The month of May is turning out into a highly extended ordeal of fire for the residents of Hawaii’s Big Island. It began two weeks ago on the 3rd, when Kilauea Volcano began erupting on its eastern Rift Zone. This led to the recurrence now-famous Kilauea lava fountains, at times reaching up to 300 feet in height, accompanied by venting of gases. A strong earthquake the following day resulted in the opening of new fissures where lava began to pour forth. The Big Island’s Puna district was most severely affected by this volcanic episode, and it is only getting worse.
CNN reports that as of Tuesday, May 15, the US Geological Survey has issued a red alert covering the entirety of the Big Island in Hawaii, signaling that a major eruption at Kilauea is close to occurring and the outpour of volcanic ash has become a palpable risk to air traffic. That last was understandable considering the measurement of the largest ash plume from the rampaging volcano has been registered at 12,000 feet.
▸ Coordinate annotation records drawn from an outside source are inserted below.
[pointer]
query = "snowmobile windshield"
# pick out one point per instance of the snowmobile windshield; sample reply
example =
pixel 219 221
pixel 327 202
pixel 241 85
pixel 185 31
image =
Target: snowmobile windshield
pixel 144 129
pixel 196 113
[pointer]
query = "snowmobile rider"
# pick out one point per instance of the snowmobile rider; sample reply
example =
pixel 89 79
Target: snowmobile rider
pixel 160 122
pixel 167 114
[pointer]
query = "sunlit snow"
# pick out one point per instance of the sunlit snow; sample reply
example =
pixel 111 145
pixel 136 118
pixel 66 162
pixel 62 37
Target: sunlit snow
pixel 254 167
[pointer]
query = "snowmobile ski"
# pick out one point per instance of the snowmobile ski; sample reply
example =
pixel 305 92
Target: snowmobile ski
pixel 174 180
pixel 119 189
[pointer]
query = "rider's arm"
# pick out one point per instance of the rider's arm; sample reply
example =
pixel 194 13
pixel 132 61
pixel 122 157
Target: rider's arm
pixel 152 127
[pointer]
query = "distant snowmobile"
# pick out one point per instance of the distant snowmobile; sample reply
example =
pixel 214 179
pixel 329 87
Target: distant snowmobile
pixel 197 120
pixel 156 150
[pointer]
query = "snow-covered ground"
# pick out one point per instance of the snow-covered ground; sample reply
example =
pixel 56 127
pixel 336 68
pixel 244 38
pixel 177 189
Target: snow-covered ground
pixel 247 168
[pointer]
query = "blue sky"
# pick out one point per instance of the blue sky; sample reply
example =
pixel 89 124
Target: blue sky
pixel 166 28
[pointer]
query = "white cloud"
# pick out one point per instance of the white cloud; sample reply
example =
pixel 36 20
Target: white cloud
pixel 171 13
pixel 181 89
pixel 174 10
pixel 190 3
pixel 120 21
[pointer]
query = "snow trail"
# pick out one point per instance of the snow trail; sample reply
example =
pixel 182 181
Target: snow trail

The Hawaiian Volcano Observatory has projected that material from this and earlier ash plumes could now fall as far away as 12 miles from the summit crater.
Spokesperson Michelle Coombs of the USGS says her colleagues have yet to determine why Kilauea’s ash emissions escalated to such an alarming degree by Tuesday this week, but it was plain that the volcanic episode has made the airspace “very hazardous for aviation”. Aside from warning passenger and other flights off from Big Island, advisories have been issued to residents on the ground to begin evacuating away from the area, especially with the possibility of a violent phreatic eruption at one of the volcano’s top craters. Volcanic emissions are also a concern, with noxious gases from 21 recorded Kilauea-caused fissures.
That last part is a cause for concern with the Civil Defense Agency of Hawaii County, which encompasses all of Big Island. “Severe conditions may exist such as choking and inability to breathe,” they warned. “This is a serious situation that affects the entire exposed population.” Residents have advised fleeing residents to seek medical attention if they should have breathing difficulties close to the danger zone. Among the deadly gases noted to be emanating from the fissures is the fatal sulfur dioxide. In the meantime, lava flows have ruined residential areas nearby of Kilauea, with more eruptions likely to follow.